Never the twine shall meetWorld's Largest Balls of Twine, Cawker City, KS and Darwin, MN

World's Largest Ball of Twine sketches by Chandler O'Leary

The Tailor and I have been having the same argument for years now. It’s really one of those fundamental debates in life, revolving around the universe’s most pressing question:

Which Giant Twine Ball is better?

World's Largest Ball of Twine sketch by Chandler O'Leary

Now I’m going to tell you up front: Kansas is the Tailor’s home state. So I think it’s bias talking when he tells you (and anyone who’ll listen) that the World’s Largest Twine Ball in Cawker City reigns supreme.

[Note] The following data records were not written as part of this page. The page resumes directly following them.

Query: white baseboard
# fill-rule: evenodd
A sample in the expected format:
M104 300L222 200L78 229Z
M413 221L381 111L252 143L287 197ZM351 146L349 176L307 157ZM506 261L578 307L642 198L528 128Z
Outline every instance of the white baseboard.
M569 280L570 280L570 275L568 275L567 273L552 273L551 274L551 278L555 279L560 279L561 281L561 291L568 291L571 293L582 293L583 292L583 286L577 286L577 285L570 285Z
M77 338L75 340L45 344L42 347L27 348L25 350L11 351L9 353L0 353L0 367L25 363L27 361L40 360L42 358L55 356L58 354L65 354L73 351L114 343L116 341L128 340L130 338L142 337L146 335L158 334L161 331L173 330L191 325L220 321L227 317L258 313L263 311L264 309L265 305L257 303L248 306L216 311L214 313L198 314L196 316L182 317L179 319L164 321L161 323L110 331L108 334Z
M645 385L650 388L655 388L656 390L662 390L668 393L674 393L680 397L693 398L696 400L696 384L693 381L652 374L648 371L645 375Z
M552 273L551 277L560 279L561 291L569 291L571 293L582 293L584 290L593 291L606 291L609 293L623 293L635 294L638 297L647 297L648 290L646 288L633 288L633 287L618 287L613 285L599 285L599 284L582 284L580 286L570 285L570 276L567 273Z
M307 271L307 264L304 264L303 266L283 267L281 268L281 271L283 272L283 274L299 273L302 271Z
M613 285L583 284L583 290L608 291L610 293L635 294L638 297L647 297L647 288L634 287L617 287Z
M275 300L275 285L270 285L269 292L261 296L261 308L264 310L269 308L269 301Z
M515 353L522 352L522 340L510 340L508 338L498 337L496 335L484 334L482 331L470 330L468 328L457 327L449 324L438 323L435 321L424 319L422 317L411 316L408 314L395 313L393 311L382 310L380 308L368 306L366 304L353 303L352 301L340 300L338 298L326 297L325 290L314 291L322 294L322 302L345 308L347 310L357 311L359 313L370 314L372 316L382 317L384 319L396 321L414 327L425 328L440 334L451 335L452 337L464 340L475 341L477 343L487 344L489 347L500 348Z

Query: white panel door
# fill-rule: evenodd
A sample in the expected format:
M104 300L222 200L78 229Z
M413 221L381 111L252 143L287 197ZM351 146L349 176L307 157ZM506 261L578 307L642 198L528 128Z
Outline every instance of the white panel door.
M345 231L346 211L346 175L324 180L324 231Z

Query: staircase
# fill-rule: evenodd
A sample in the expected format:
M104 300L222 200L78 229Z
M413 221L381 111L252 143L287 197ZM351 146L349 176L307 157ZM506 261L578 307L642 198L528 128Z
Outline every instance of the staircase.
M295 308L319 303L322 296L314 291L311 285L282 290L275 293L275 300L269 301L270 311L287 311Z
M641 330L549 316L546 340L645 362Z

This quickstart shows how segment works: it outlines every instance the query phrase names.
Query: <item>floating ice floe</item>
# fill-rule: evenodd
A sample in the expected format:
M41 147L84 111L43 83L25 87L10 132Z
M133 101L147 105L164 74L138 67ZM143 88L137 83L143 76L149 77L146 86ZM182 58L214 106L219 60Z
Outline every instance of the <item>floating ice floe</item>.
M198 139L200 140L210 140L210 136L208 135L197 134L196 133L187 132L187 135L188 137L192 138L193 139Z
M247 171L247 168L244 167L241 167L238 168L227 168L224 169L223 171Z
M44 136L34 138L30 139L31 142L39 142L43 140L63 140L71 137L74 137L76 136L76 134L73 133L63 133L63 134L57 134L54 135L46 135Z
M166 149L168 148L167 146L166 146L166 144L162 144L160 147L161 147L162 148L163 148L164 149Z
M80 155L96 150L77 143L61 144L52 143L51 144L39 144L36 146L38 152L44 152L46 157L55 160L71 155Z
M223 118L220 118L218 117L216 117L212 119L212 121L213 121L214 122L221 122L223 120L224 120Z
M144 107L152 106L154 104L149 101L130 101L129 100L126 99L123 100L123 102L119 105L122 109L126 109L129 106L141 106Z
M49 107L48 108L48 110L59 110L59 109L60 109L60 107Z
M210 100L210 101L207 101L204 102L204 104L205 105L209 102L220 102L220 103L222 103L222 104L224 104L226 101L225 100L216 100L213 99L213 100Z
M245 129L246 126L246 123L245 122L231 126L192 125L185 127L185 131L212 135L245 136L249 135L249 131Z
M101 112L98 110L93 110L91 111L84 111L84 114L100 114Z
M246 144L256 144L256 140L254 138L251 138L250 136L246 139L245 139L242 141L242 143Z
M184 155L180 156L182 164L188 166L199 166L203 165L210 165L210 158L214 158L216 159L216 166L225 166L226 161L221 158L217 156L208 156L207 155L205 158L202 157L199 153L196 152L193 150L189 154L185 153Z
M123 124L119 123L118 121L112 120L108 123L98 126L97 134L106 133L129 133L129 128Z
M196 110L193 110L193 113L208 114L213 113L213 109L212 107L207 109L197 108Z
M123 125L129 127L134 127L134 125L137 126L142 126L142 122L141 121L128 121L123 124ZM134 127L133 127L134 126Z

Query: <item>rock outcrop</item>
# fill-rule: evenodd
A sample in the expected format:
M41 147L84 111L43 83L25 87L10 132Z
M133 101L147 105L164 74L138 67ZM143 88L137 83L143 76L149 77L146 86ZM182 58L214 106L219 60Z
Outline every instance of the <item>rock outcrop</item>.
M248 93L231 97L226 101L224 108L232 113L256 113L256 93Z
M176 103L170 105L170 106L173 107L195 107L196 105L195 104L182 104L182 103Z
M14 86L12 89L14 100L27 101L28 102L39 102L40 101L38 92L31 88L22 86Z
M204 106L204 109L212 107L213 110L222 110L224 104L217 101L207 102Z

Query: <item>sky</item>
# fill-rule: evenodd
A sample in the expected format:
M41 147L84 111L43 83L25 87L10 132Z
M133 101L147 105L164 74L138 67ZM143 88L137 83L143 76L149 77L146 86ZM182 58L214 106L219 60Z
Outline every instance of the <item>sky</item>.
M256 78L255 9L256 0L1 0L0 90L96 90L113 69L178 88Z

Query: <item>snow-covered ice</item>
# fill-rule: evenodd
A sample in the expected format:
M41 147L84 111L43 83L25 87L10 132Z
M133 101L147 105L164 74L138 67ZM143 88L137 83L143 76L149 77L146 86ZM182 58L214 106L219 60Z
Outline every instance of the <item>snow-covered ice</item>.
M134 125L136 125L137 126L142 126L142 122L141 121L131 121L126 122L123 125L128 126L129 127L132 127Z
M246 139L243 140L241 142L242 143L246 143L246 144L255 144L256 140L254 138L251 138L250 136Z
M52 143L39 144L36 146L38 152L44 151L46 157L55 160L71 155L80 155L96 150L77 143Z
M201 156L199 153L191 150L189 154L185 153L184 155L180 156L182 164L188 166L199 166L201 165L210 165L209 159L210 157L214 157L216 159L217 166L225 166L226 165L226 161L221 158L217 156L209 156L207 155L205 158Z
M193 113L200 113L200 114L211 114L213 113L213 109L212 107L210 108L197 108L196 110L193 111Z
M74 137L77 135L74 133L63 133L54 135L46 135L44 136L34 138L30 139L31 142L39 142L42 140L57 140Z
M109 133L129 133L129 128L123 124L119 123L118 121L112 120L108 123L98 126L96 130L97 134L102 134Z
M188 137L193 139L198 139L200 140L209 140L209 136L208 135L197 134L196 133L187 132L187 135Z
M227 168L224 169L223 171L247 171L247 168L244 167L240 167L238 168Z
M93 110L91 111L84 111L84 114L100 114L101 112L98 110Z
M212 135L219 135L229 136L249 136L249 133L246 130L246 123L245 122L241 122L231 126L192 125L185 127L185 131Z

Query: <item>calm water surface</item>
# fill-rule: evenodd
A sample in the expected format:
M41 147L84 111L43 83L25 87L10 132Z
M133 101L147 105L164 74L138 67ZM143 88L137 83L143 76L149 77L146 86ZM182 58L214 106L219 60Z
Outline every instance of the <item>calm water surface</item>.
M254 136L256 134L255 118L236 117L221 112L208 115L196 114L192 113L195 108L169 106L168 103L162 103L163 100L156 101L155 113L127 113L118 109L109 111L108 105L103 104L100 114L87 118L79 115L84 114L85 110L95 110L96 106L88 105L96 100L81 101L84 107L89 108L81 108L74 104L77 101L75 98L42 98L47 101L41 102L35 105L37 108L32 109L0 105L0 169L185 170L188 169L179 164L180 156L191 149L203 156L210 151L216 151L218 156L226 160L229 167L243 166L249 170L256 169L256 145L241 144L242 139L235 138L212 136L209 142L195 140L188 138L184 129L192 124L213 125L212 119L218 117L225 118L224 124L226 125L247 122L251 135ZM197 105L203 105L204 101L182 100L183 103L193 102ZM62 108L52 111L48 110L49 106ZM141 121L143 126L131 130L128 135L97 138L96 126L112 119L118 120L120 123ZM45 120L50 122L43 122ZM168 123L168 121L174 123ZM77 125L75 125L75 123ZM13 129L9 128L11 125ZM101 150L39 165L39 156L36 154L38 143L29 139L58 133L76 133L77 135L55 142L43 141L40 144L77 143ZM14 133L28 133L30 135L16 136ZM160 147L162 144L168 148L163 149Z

World's Largest Ball of Twine sketch by Chandler O'Leary

Okay, okay, I’ll grant that it’s the actual World’s Largest. It’s over 40 feet in diameter, and made up of nearly 8 million feet of twine. Impressive, yes. But here’s the thing: this monster was a community effort. Every year they hold a “Twine-a-thon” and add more string to the beast. I don’t know why, but much as I applaud the community spirit, somehow that feels like cheating to me.

World's Largest Ball of Twine (by One Man) sketch by Chandler O'Leary

By comparison, the 12-foot Twine Ball in Darwin, Minnesota seems kinda puny, I know. But at 17,400 pounds, it’s no lightweight. And more importantly, this one was made entirely by one man: Mr. Francis A. Johnson, who wrapped twine four hours a day, every day, for 29 years.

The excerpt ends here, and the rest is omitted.